Une occupation pour « faire du bien »

Le théâtre des Deux-Rives à Rouen est occupé depuis le 12 mars. Les journées du collectif Cultures en luttes Occupation Rouen sont rythmées d’échanges, de débats et de témoignages bouleversants.

Ceci est un théâtre occupé… C’est inscrit à l’entrée du théâtre des Deux-Rives à Rouen. Depuis le 12 mars 2021, des actrices et acteurs de la scène culturelle y ont posé leur sac à dos, leur duvet et leur matelas gonflable. Le hall est transformé en une grande cuisine où on peut être happé par une bonne odeur de cookies et la salle, en un lieu de débat et d’échange. Le groupe a désormais « trouvé un rythme de croisière ».

L’occupation n’est pas « dangereuse », parce que pas sauvage. « Nous ne faisons rien de mal. Nous n’empêchons pas les activités du théâtre. Nous faisons le ménage et nous accueillons les gens ». Elle est encore moins « inutile ». Comme dans plus de 80 théâtres en France, le collectif Cultures en luttes Occupation Rouen souhaite ainsi faire entendre des cris d’alerte lancés il y a de nombreux mois et toujours pas entendus. « C’est tellement simple de ne rien dire ». Les revendications n’ont pas changé. Il y a la prolongation de l’année blanche sur les droits au chômage pour les intermittents du spectacle. Il sera en effet très difficile d’effectuer le nombre d’heures nécessaires dans un contexte de culture confinée. S’ajoutent un plan de financement de soutien à l’emploi et surtout la réouverture des lieux culturels. 

En détresse

La liste ne s’arrête pas là. Les artistes, techniciennes et techniciens qui se relaient au théâtre des Deux-Rives souhaitent « un printemps inexorable », aussi « social, culturel et solidaire ». Les revendications restent plus larges avec cette année blanche élargie à toutes les intermittences de l’emploi, un abandon de la réforme de l’assurance-chômage qui doit entrer en vigueur le 1er juillet 2021, une extension du RSA aux jeunes de 18-25 ans, une sécurité sociale pour les étudiantes et étudiants. « Nous occupons à l’intérieur pour qu’il se passe des choses à l’extérieur.
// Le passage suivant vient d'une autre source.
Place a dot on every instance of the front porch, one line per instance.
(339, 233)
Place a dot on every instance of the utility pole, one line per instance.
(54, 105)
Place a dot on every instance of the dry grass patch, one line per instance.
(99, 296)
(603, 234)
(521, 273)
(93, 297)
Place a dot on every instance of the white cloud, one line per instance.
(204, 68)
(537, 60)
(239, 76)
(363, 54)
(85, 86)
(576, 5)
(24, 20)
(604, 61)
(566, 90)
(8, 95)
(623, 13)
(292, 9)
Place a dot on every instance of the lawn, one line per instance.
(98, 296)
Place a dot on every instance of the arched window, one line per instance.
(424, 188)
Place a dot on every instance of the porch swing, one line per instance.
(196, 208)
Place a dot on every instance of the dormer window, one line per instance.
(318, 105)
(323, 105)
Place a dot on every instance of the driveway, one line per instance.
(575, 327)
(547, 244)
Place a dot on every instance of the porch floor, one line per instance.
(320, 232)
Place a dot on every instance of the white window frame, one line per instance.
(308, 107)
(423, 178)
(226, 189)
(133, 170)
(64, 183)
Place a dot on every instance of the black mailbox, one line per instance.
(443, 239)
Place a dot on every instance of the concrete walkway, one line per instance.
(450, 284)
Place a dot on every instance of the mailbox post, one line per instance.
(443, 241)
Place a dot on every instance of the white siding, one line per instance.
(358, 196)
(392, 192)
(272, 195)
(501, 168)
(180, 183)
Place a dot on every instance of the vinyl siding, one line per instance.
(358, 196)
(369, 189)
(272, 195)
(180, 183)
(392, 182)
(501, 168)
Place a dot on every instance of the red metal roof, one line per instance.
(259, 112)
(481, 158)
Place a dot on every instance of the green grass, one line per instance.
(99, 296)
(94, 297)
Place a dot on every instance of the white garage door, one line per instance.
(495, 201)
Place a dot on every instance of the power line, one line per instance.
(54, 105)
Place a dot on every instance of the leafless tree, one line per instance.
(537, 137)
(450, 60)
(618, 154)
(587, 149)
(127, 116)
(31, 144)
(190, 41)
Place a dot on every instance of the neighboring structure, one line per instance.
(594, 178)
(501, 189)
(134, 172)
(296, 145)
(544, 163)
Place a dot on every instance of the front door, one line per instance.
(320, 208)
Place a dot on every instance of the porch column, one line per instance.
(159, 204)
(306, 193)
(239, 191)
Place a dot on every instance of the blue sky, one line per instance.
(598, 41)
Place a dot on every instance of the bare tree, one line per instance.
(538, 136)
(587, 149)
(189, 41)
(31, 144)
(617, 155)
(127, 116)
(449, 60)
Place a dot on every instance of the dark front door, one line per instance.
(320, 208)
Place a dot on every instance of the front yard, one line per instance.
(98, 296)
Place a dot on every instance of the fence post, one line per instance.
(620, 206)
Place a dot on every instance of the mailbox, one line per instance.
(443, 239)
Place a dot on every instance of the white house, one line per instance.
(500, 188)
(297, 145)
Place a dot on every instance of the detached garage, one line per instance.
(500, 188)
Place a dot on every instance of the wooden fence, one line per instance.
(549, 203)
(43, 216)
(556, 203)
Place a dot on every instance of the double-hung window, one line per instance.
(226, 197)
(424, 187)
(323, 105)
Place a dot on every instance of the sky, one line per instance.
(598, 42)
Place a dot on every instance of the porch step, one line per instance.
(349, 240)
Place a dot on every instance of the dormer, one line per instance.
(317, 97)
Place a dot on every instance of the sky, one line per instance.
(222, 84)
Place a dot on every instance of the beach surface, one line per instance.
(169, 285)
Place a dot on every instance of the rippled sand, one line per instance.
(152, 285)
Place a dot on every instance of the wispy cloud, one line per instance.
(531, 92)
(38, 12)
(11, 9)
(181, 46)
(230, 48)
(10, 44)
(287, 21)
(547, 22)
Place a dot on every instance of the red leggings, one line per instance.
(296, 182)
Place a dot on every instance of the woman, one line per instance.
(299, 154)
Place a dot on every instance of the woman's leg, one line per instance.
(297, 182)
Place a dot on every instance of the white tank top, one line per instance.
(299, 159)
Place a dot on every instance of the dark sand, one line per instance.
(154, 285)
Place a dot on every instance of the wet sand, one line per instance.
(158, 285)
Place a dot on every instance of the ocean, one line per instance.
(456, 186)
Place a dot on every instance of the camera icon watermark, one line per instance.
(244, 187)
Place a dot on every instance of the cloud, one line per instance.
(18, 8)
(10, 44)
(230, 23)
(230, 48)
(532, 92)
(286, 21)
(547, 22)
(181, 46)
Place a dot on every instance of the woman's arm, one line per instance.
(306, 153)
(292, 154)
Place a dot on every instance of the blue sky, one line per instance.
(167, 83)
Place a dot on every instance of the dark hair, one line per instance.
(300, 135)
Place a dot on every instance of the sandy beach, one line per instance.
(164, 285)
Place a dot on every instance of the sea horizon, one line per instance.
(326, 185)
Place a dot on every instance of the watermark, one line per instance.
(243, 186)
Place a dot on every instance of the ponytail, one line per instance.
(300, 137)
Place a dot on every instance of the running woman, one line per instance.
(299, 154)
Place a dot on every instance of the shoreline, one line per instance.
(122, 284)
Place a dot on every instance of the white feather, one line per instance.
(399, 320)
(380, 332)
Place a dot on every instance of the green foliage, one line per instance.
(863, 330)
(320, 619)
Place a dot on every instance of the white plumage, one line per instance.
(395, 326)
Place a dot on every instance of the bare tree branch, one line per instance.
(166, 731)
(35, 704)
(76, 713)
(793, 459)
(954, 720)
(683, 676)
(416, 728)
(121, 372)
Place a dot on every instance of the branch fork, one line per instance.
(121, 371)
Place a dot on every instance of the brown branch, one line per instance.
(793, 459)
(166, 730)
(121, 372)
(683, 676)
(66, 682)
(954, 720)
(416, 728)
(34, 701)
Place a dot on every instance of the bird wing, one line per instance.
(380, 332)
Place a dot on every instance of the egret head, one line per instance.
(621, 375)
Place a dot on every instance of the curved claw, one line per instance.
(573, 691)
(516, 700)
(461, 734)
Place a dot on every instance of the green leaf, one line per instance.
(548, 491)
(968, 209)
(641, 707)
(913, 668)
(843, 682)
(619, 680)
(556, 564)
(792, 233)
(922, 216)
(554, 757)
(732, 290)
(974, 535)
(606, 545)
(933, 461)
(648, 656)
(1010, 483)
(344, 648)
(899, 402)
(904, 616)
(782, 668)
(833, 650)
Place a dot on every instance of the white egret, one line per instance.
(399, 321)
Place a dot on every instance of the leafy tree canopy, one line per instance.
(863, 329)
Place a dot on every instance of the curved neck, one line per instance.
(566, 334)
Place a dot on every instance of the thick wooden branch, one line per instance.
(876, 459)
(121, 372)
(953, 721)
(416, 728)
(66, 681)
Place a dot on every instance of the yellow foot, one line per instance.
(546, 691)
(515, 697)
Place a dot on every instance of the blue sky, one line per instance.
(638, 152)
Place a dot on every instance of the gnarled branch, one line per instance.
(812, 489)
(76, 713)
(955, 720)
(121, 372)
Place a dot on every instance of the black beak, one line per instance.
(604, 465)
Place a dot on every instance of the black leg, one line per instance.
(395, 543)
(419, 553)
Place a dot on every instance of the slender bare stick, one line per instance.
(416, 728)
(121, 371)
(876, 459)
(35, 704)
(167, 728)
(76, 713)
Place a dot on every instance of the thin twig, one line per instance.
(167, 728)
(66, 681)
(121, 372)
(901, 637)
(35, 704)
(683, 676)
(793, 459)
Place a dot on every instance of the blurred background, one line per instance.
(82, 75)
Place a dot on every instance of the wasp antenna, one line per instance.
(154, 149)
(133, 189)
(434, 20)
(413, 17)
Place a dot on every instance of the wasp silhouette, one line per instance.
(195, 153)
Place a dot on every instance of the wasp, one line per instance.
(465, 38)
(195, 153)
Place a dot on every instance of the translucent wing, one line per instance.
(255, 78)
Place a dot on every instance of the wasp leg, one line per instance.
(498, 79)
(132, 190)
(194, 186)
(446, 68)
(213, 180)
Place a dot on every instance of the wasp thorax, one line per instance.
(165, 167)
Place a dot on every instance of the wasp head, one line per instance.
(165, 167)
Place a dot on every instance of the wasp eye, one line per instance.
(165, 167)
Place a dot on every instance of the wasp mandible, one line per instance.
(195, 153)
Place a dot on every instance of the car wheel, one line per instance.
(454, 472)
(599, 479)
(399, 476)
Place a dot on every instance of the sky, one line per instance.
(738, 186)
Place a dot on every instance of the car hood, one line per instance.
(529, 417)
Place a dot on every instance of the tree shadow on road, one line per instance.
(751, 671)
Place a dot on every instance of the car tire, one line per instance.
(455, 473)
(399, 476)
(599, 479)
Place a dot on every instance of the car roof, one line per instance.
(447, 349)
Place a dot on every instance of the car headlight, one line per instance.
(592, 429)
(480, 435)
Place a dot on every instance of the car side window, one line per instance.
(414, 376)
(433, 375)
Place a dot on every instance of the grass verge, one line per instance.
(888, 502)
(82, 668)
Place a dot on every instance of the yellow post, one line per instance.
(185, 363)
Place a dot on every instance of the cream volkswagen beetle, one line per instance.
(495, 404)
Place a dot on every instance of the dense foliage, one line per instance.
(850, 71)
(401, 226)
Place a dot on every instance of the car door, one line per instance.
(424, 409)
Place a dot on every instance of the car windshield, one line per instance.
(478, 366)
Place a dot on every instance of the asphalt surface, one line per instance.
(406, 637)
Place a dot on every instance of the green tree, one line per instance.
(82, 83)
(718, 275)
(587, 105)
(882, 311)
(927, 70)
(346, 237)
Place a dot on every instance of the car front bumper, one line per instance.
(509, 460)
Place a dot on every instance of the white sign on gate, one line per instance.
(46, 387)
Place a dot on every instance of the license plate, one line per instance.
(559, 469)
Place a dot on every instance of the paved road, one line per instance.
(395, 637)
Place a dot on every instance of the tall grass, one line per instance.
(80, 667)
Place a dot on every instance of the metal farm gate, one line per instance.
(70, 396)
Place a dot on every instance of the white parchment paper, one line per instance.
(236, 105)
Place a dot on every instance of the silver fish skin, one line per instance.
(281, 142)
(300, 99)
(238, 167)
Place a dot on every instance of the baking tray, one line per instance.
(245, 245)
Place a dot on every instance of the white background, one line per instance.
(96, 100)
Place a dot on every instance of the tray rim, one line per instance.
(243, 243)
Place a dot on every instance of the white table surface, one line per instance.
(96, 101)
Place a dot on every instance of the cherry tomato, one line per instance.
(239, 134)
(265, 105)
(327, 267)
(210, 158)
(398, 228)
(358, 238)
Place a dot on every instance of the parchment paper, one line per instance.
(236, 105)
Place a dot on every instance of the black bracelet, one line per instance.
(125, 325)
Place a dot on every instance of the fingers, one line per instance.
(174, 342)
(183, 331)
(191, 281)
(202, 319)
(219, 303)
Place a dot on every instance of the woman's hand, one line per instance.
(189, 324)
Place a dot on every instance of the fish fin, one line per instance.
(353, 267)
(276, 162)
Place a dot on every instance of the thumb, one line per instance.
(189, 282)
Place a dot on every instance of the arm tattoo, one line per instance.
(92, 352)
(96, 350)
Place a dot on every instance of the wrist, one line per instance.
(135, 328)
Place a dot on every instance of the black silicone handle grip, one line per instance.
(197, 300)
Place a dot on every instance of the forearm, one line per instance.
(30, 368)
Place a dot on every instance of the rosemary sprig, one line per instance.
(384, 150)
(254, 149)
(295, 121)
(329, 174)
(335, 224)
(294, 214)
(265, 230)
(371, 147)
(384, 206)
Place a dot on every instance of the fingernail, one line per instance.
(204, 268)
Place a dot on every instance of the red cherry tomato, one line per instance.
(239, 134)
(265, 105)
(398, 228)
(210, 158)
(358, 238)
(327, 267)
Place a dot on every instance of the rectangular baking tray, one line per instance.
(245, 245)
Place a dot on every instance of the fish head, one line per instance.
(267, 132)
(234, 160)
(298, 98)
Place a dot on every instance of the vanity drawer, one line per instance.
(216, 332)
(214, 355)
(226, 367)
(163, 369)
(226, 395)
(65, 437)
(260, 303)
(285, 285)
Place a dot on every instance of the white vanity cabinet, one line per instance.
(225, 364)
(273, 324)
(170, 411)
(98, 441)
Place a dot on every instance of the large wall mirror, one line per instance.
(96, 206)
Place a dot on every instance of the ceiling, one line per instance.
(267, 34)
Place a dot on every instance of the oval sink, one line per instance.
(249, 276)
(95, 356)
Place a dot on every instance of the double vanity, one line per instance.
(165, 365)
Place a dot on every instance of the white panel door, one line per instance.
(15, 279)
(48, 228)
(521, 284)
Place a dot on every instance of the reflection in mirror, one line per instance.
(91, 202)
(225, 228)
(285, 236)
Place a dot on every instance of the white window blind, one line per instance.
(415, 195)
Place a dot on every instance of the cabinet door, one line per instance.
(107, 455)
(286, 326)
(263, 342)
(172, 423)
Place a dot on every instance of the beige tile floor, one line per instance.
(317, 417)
Nous ne voulons plus de ce monde d’avant ».

Depuis le début du mouvement de contestation, l’occupation est très active. Le groupe est scindé en commissions et les journées sont très organisées avec des assemblées générales quotidiennes où les décisions sont prises après un vote. Il y a aussi les agoras où chacune et chacun peut venir témoigner. La parole y est libre. « Nous avons eu un maître d’hôtel. Il nous a rappelé : nous vous servons et, là, nous sommes abandonnés. Nous n’avons plus rien. Il a fait la démonstration que tout est interdépendant ». « Ces moments d’échanges sont très riches. Ce sont des personnes de tous les milieux qui viennent. Nous apprenons beaucoup des uns et des autres. En fait, nous avons les mêmes buts, les mêmes revendications. Nous avons vu des étudiants dans de grande détresse ». Une boîte, accessible à toutes et tous, a été installée devant la porte afin de recueillir également témoignages et doléances.

Le collectif Cultures en luttes Occupation Rouen a ainsi pu « mesurer la solitude des gens. Ils sont tout seuls. Là, c’est de l’ordre de la santé mentale. C’est de la survie. Nous voulons recréer des espaces de liens ». Outre les débats, le groupe propose des gestes artistiques, des ateliers… Il « veut faire du bien ».